Call of Duty 1 ist eine gute Idee, ich schaue mal, ob ich davon noch irgendwo eine ISO rumliegen habe.



Poulton schrieb:


> Wenn es eh ausgediente Rechner bzw. Laptops sind, was spricht dagegen dann gleich Windows XP draufzupacken? Zumal man für Lan nicht viel braucht, siehe u.a.:
> Garbage Gaming: The LAN Box   Youtube
> Retro PC Projekt(e) - Seite 11


Ok also SO alt sind sie dann auch wieder nicht   größtenteils so 6-8 Jahre alt.

Ich bezweifle, dass es noch viele Laptops aus Windows XP Zeiten gibt, die heute noch funktionieren.


----------



## G0NZ0 (19. August 2019)

*AW: Empfehlung:  Gute Multiplayer Spiele für LAN!*



Stryke7 schrieb:


> Das macht nichts.  Dann läuft es wenigstens auf allen Rechnern.



Aber läuft es auch mit mehr als drei Spielern flüssig? 

Ab vier Leuten gabs bei uns immer extreme Laggs und es musste iwann wieder geladen/synchronisiert werden.


----------



## Stryke7 (19. August 2019)

*AW: Empfehlung:  Gute Multiplayer Spiele für LAN!*



G0NZ0 schrieb:


> Aber läuft es auch mit mehr als drei Spielern flüssig?
> 
> Ab vier Leuten gabs bei uns immer extreme Laggs und es musste iwann wieder geladen/synchronisiert werden.



Das ist nur bei solchen Spielen relevant, wo mal mehr als drei Leute in die Lobby kommen 

Also NICHT Anno 2070.


----------



## Poulton (19. August 2019)

*AW: Empfehlung:  Gute Multiplayer Spiele für LAN!*



Stryke7 schrieb:


> Ok also SO alt sind sie dann auch wieder nicht   größtenteils so 6-8 Jahre alt.


Das wäre 2011 bis 2013. Also Zeiten, wo XP noch gut supported wurde und man über Windows 8(.1) Witze gemacht hat.
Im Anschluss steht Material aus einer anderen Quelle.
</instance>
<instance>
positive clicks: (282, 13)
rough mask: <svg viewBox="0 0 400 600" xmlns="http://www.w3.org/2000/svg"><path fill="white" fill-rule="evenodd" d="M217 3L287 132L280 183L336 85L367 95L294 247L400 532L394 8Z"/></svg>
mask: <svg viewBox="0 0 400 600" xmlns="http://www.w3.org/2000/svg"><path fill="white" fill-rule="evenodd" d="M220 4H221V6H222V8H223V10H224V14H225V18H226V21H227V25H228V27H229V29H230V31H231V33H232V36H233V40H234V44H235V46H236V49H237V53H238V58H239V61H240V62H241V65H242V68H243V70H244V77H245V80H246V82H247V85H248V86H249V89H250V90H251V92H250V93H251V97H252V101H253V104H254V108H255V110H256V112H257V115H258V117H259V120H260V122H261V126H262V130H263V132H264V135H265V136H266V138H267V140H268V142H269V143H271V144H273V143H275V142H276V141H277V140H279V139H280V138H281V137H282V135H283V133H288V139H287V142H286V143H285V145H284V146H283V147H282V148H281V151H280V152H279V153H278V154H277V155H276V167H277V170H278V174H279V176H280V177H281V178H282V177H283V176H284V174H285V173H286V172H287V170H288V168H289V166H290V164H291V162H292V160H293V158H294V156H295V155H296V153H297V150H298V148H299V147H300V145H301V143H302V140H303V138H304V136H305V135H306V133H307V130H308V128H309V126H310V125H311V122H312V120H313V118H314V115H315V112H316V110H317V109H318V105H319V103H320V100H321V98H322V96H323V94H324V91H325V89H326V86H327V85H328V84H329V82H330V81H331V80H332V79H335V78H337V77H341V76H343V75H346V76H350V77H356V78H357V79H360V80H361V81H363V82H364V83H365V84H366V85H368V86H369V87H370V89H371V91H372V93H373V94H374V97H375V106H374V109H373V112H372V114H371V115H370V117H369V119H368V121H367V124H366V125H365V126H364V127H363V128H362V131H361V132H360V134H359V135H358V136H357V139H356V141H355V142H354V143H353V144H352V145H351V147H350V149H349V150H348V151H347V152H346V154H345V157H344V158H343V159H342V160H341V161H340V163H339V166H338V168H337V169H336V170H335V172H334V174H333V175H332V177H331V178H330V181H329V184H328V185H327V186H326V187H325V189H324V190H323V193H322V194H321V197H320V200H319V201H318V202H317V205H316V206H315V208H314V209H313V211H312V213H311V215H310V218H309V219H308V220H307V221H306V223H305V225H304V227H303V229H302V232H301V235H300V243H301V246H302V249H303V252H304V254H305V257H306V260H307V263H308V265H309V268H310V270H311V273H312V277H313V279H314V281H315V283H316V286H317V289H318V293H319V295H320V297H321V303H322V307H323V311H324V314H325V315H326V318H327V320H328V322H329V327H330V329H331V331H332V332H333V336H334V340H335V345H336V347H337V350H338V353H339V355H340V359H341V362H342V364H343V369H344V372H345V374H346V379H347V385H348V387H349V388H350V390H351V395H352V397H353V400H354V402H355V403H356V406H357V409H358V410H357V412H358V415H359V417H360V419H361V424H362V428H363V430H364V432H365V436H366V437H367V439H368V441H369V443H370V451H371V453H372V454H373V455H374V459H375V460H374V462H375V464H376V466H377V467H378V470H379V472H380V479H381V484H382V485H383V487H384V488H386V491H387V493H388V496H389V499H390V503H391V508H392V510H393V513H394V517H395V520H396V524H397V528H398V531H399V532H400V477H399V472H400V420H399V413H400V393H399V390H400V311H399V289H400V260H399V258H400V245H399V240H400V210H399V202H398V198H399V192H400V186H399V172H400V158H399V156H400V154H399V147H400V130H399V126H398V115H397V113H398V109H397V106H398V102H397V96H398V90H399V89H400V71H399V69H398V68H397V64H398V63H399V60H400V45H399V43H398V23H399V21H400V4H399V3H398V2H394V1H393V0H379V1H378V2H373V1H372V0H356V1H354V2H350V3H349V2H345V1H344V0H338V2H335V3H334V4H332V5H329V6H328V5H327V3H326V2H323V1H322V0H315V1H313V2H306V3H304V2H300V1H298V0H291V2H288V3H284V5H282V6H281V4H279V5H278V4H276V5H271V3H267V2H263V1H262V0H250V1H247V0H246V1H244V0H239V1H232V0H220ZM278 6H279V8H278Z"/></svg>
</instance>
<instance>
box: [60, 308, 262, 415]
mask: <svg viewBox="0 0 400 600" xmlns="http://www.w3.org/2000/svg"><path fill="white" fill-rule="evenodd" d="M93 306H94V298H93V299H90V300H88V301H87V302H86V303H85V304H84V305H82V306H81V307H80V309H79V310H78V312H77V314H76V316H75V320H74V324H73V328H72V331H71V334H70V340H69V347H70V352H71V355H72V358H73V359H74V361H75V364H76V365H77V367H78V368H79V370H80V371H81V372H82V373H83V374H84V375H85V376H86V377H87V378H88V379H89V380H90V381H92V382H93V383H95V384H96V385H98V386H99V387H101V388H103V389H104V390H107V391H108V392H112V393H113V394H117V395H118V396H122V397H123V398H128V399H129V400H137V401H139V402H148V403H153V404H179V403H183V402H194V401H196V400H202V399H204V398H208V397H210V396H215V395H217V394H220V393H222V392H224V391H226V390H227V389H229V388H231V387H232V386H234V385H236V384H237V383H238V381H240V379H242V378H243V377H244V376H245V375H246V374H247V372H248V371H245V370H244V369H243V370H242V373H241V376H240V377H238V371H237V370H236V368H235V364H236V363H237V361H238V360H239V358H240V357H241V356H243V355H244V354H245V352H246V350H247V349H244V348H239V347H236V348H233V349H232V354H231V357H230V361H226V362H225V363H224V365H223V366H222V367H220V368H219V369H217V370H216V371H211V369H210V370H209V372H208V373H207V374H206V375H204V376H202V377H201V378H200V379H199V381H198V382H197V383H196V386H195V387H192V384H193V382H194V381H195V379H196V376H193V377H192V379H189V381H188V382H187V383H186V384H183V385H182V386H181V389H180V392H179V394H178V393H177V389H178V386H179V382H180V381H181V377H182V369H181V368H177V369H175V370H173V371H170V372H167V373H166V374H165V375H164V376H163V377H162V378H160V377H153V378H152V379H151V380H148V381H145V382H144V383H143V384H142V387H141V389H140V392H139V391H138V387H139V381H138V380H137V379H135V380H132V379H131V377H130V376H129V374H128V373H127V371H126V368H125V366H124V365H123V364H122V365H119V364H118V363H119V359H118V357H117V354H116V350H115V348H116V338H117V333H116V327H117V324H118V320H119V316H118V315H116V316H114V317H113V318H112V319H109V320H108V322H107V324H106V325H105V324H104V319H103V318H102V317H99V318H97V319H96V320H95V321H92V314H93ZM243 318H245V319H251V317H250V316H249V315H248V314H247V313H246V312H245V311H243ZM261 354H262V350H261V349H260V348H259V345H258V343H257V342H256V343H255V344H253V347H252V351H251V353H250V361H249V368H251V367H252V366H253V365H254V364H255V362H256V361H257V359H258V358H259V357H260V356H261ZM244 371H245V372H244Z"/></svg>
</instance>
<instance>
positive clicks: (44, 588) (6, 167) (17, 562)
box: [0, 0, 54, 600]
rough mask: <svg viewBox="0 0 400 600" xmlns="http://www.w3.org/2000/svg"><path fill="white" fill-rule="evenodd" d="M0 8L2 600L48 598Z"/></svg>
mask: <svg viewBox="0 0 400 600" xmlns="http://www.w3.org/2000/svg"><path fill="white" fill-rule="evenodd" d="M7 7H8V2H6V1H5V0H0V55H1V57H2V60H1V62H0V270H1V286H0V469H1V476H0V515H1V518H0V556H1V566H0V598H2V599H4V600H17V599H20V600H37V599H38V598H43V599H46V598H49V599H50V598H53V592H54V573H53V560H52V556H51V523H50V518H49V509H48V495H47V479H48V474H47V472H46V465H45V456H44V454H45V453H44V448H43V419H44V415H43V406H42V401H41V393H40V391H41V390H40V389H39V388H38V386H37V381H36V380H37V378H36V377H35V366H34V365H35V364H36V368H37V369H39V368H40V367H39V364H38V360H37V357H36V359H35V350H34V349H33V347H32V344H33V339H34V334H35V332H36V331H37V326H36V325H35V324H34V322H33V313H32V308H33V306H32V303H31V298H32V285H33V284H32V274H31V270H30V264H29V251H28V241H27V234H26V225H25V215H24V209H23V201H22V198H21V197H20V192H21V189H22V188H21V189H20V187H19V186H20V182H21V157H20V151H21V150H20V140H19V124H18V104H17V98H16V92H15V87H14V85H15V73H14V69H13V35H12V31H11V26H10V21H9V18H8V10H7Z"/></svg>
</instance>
CPU-seitig wäre da bei Intel von 1. bis 4. Generation Core i alles dabei, ggf. sogar noch ein Core 2 Duo.

PS: Ich werde alt.


----------



## Two-Face (19. August 2019)

*AW: Empfehlung:  Gute Multiplayer Spiele für LAN!*



Stryke7 schrieb:


> Welche Spiele zockt ihr mit Freunden?
> Spielt ihr im lokalen Netz, oder nur noch übers Internet?


Wenn, dann halt den ganzen "alten Kram", wie Battlefield 2, die UT-Teile, Age2, Schlacht um Mittelerde 2, Fire Department, CS...
Im LAN kann man das alles ganz gut spielen, zumal das wie ich finde zeitlose Klassiker sind, also auch heute noch Laune machen - man muss sich halt ggf. die Grafik "schöner denken".


----------



## Stryke7 (20. August 2019)

*AW: Empfehlung:  Gute Multiplayer Spiele für LAN!*



Poulton schrieb:


> Das wäre 2011 bis 2013. Also Zeiten, wo XP noch  gut supported wurde und man über Windows 8(.1) Witze gemacht hat.  CPU-seitig wäre da bei Intel von 1. bis 4. Generation Core i alles  dabei, ggf. sogar noch ein Core 2 Duo.
> 
> PS: Ich werde alt.



Kommt hin. Mein alter LAN-Laptop hat nen i7 Quadcore aus der dritten  Generation. Dank vier Kernen + SMT ist der noch ganz gut dabei.


Two-Face schrieb:


> Wenn, dann halt den ganzen "alten Kram", wie Battlefield 2, die UT-Teile, Age2, Schlacht um Mittelerde 2, Fire Department, CS...
> Im LAN kann man das alles ganz gut spielen, zumal das wie ich finde zeitlose Klassiker sind, also auch heute noch Laune machen - man muss sich halt ggf. die Grafik "schöner denken".


Battlefield BC2 wäre mal wieder richtig geil, da hab ich noch gar nicht dran gedacht!

Schlacht um Mittelerde müsste ich mir mal angucken. 
Was ist denn "Fire Department" ?


----------



## Research (20. August 2019)

*AW: Empfehlung:  Gute Multiplayer Spiele für LAN!*

Endless Legend.
Endless Dungeon.

Age of Empire.
Empire Eart.
Age of Mythology.

Civ4.

Act of War.

Sins of a Solar Empire.

Unreal Turnament.


----------



## taks (20. August 2019)

*AW: Empfehlung:  Gute Multiplayer Spiele für LAN!*



Poulton schrieb:


> PS: Ich werde alt.



Hab ich mir letzthin auch gedacht als ich gesehen habe, dass ich seit fast 15 Jahren CSS spiele


----------



## Rolk (20. August 2019)

*AW: Empfehlung:  Gute Multiplayer Spiele für LAN!*

Ich werfe einfach mal eines der besten Strategiespiele aller Zeiten in den Raum: Supreme Commander: Forged Alliance. 
(evtl. auch mit Mods)


----------



## Two-Face (20. August 2019)

*AW: Empfehlung:  Gute Multiplayer Spiele für LAN!*



Stryke7 schrieb:


> Kommt hin. Mein alter LAN-Laptop hat nen i7 Quadcore aus der dritten  Generation. Dank vier Kernen + SMT ist der noch ganz gut dabei.
> 
> Battlefield BC2 wäre mal wieder richtig geil, da hab ich noch gar nicht dran gedacht!
> 
> ...


Ich meinte schon _Battlefield 2_ von 2005, nicht Bad Company 2. 
Das hat nämich gar keinen LAN-Modus, zumindest nicht ohne Trickserei.

_Fire Department_ ist sowas wie _Emergency_ nur dass man da in Großbritannien unterwegs ist. Das hatte auch einen LAN und Koop-Modus, der recht spaßig war - natürlich nur, wenn man sowas überhaupt mag, Rettungssimulationen sind ja schließlich nicht jedermanns Sache.


----------



## Research (21. August 2019)

*AW: Empfehlung:  Gute Multiplayer Spiele für LAN!*

Frontlines: Fuel of War.


----------